О теоретических разработках и полезности газеты вы, прошу, не объясняйте. Не было бы площади — хрен бы я вам противоречил. Ну или как-то так. Спасибо «Прорыву». (Зарифмовать не пытался).
А вы видели практиков? Я — нет… дальше обсуждать бессмысленно.
И опять вернусь к Вагнерам.
Пригожин сделал предложение, ужели ни кто не услышал? А!?

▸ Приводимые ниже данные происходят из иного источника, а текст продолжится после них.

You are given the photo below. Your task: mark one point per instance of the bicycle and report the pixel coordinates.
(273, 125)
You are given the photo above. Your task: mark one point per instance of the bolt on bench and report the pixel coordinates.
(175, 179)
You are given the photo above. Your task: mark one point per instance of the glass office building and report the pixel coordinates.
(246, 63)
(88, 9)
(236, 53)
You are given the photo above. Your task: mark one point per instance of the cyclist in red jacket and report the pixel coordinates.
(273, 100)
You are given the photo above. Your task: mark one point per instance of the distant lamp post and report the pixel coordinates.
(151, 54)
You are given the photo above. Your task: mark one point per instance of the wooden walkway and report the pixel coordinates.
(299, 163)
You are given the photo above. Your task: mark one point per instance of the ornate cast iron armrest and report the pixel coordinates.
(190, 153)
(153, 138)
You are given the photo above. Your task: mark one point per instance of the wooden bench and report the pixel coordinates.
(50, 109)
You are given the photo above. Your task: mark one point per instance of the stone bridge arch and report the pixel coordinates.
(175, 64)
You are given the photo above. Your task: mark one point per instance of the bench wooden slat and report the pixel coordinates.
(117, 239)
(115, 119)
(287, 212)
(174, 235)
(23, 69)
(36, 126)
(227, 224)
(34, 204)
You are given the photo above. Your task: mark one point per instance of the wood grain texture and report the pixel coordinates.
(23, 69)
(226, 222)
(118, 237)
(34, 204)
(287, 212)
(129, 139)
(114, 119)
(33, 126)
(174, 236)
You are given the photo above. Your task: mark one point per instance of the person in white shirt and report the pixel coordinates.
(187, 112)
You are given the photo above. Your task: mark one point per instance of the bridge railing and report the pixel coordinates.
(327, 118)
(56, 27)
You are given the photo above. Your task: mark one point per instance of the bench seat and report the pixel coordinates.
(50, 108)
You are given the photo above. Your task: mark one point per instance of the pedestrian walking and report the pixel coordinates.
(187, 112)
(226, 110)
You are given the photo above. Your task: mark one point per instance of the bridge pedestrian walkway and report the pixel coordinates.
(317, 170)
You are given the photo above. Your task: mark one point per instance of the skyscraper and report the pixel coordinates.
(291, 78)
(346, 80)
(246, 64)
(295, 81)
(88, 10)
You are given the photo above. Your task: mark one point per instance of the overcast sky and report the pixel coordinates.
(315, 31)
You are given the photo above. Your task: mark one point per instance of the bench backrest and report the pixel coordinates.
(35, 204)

Как говорит товарищ Неверов: «Реальная практика начинается НЕ с бездумного ломания дров, а с размышления, с принятия правильных-оптимальных решений — СНАЧАЛА подумать, а только ПОТОМ действовать! К примеру, с чего начинается учебная, производственная, курсовая, преддипломная практика у студента?! С получения задания, обдумывания, расчётов, начертания схем и эскизов, которые потом воплощаются в материале, в жизни! Т.е. расчёты, чертёж, проект УЖЕ есть начальная фаза практики! А у левачествующих получается, что Маркс был застенчивым теоретиком — сидел 20 лет «на диване» и писал. Под стать ему и Энгельс — эдакий фантазёр маниловского пошиба. Он кое-где, конечно, поучаствовал в 1848 г., а потом пошла писать губерния: «Диалектика природы», «Анти-Дюринг», «Происхождение семьи, частной собственности и государства». А Ленин и Сталин тоже были кабинетными учёными, когда писали: «Развитие капитализма в России», «Что делать?», «Философские тетради», «Материализм и эмпириокритицизм», «Империализм как высшая стадия капитализма», «История ВКП(б)», «Экономические проблемы социализма в СССР» и т.д.? Или они всё же УЖЕ занимались коммунистической практикой?!»